Learn ML from Sklearn: Cross Validation

Overfitting in Two Ways

Learn parameters and test the model in the same dataset

Solution: train-test

1	X_train, X_test, y_train, y_test = train_test_split(data, label, test_size=0.4, random_state=0)

Tune the hyperparameters and test the model in the same dataset

When evaluating different settings (“hyperparameters”) for estimators, such as the C setting that must be manually set for an SVM, there is still a risk of overfitting on the test set because the parameters can be tweaked until the estimator performs optimally. This way, knowledge about the test set can “leak” into the model and evaluation metrics no longer report on generalization performance.

Solution: Train-validation-test, Cross validation
1
scores = cross_val_score(model, iris.data, iris.target, cv=5, scoring='f1_macro')
Note: from my point of view, cross validation is not a very clean solution for hyperparameter tuning. A small test set is still needed to see the generalization error. But it is a good way to see if the model is stable. If the validation error varies amongst different left out samples, then there might be some problems.

Visualize Overfitting & Underfitting

Effect of a hyper-parameter

import numpy as np
from sklearn.model_selection import validation_curve
from sklearn.linear_model import Ridge
train_scores, valid_scores = validation_curve(Ridge(), X, y, "alpha", np.logspace(-7, 3, 3))

Effect of the number of training samples

from sklearn.model_selection import learning_curve
from sklearn.svm import SVC
train_sizes, train_scores, valid_scores = learning_curve(
     SVC(kernel='linear'), X, y, train_sizes=[50, 80, 110], cv=5)

K Folds

K-Fold

KFold divides all the samples in k groups of samples, called folds ( if k=n this is equivalent to the Leave One Out strategy), of equal sizes (if possible).
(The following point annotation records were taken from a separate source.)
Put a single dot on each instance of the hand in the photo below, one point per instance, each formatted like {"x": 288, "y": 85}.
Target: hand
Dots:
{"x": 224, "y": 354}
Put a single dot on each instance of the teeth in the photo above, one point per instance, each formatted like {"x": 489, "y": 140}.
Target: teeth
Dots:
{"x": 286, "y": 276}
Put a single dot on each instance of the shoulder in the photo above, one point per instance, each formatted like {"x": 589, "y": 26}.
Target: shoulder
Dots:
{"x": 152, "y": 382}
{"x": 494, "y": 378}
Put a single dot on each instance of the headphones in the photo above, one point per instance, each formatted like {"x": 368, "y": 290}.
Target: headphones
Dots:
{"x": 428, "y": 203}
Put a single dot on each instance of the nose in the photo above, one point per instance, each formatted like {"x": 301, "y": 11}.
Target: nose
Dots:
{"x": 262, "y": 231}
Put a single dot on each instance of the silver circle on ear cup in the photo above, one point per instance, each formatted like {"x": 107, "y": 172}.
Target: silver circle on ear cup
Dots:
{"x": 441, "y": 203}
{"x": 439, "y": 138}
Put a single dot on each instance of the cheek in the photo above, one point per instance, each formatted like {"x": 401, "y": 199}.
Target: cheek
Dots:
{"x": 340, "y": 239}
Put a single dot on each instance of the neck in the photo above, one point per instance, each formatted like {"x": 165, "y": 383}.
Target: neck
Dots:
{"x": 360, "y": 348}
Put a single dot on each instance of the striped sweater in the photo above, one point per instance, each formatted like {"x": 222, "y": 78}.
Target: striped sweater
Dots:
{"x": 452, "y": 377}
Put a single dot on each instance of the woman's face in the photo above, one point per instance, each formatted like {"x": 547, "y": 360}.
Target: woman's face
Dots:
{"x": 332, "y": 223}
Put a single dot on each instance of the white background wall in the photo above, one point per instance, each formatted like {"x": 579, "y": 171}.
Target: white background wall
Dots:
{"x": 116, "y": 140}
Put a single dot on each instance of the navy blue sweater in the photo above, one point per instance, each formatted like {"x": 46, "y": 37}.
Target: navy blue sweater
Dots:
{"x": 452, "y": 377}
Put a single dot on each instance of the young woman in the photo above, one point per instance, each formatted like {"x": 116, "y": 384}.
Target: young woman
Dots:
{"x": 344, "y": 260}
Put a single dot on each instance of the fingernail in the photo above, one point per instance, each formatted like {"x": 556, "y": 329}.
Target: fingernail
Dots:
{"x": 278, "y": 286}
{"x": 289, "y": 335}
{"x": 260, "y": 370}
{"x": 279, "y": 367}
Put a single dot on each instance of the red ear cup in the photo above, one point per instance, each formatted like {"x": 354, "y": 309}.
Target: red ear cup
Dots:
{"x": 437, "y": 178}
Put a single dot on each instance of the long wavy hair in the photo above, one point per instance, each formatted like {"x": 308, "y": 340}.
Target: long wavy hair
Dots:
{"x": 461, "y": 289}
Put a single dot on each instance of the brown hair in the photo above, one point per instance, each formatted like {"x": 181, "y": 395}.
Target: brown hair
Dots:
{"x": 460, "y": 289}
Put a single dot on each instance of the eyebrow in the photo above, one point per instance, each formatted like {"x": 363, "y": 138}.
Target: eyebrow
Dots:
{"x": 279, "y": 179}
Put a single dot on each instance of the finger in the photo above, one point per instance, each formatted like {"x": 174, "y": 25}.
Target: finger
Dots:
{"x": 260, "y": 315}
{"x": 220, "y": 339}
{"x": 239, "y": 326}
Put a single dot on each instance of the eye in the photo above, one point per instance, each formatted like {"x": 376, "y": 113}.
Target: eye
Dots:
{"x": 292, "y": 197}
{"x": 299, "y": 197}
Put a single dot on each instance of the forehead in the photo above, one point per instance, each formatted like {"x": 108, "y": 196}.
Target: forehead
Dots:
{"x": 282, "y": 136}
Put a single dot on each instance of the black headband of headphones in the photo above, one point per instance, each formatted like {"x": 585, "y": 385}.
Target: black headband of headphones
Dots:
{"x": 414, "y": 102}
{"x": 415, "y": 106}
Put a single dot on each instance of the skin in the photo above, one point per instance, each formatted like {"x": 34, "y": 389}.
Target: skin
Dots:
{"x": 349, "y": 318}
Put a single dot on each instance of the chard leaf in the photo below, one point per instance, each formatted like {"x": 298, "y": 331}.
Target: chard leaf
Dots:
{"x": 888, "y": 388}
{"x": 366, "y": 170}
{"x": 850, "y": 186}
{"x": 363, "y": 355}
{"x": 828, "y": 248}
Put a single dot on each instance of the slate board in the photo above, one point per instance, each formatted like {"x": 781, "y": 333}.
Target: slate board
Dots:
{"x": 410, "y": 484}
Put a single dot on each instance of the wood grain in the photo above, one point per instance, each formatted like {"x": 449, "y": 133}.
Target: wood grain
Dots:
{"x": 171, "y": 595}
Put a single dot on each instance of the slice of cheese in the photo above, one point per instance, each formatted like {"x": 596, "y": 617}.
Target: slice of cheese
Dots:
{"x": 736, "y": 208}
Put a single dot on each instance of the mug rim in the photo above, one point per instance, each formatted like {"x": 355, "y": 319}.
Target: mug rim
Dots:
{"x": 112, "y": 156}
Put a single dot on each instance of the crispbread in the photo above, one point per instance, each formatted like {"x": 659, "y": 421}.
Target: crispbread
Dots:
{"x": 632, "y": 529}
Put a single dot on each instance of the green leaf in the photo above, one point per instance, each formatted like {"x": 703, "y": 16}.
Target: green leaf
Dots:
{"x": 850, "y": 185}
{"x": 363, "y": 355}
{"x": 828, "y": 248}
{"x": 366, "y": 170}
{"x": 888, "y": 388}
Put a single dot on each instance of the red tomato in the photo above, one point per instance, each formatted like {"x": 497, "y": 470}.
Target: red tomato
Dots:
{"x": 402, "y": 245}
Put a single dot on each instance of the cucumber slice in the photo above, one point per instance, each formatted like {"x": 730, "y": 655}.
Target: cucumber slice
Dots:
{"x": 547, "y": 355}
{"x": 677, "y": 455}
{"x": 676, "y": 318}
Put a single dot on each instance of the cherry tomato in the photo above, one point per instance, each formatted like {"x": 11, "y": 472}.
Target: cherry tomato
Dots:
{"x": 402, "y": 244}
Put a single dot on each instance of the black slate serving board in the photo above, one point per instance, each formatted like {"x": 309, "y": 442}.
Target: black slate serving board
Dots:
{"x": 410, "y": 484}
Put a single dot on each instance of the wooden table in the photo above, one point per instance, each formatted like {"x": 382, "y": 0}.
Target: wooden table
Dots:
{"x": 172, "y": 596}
The prediction function is learned using k - 1 folds, and the fold left out is used for test.

from sklearn.model_selection import KFold
kf = KFold(n_splits=10, random_state = 1)
for train_index, test_index in kf.split(X):
     X_train, y_train = X[train_index], y[train_index]

Stratified K-Fold

Use stratified K-Fold when the class is unbalanced.

StratifiedKFold is a variation of k-fold which returns stratified folds: each set contains approximately the same percentage of samples of each target class as the complete set.

from sklearn.model_selection import StratifiedKFold
skf = StratifiedKFold(n_splits=10, random_state = 1)
for train, test in skf.split(X, y):
	X_train, y_train = X[train_index], y[train_index]

Group K-Fold

An example would be when there is medical data collected from multiple patients, with multiple samples taken from each patient. And such data is likely to be dependent on the individual group. In our example, the patient id for each sample will be its group identifier.

In this case we would like to know if a model trained on a particular set of groups generalizes well to the unseen groups. To measure this, we need to ensure that all the samples in the validation fold come from groups that are not represented at all in the paired training fold.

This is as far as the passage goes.